La escasez hídrica en Mendoza es una preocupación central que amenaza la matriz productiva y la vida diaria de los mendocinos. Sin embargo, el gobierno provincial acaba de anunciar el inicio de una Obra Hídrica de infraestructura clasificada temporalmente como «secreta» por su valor estratégico, un proyecto que desata una «gran esperanza» al prometer garantizar el suministro de agua para consumo humano y riego por un lapso de 50 años, mitigando el impacto de la megasequía.
La «Obra Hídrica» no es un nuevo dique visible en la superficie, sino un ambicioso proyecto de interconexión subterránea y almacenamiento. Consiste en la construcción de una serie de túneles y reservorios subterráneos profundos que conectarán tres de los principales embalses de la provincia, permitiendo la transferencia eficiente del recurso en tiempos de sequía extrema. El proyecto, valuado en cientos de millones de dólares, busca optimizar la gestión del agua disponible y evitar las pérdidas por evaporación, que son masivas en los embalses superficiales.

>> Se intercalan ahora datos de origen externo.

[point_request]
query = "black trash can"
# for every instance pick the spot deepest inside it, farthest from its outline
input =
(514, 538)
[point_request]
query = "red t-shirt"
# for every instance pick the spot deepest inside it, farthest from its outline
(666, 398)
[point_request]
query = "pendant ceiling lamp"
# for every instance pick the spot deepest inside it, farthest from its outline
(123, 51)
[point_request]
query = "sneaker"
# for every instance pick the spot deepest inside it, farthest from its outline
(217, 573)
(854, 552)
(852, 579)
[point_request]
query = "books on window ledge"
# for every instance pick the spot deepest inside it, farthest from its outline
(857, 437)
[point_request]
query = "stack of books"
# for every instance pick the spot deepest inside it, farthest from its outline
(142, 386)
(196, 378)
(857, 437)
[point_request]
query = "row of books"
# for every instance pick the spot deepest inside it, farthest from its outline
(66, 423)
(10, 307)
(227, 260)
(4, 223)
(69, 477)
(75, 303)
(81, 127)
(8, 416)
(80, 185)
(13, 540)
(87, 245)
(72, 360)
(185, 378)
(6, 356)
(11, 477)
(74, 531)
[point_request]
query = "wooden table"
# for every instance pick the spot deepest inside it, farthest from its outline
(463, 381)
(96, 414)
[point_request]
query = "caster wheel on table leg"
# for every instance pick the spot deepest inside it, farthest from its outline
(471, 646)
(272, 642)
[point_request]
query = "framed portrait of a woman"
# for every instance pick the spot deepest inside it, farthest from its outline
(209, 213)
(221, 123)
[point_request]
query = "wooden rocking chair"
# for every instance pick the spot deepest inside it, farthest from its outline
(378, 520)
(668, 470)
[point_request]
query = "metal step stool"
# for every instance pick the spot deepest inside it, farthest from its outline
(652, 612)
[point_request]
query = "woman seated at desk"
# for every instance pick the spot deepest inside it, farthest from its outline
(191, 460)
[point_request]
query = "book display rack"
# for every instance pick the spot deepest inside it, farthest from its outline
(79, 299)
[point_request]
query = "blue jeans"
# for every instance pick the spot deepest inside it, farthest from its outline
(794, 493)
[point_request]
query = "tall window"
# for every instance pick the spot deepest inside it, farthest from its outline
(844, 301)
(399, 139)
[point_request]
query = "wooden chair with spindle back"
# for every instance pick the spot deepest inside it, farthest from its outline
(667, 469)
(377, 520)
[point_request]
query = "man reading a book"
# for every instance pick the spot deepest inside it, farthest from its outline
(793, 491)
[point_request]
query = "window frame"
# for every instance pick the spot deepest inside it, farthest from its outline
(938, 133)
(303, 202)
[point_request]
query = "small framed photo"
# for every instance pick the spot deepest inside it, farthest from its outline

La «gran esperanza» se fundamenta en los estudios de ingeniería que aseguran una reducción de la pérdida de agua por evaporación de hasta un 60%, un factor crucial para un oasis como Mendoza. La Obra Hídrica subterránea, que está siendo construida bajo estrictas normas de seguridad y confidencialidad para evitar especulaciones en el mercado de tierras, no solo asegura el agua potable, sino que también revitalizará el sector vitivinícola y agrícola de Luján de Cuyo y Maipú, zonas afectadas por la baja presión de riego.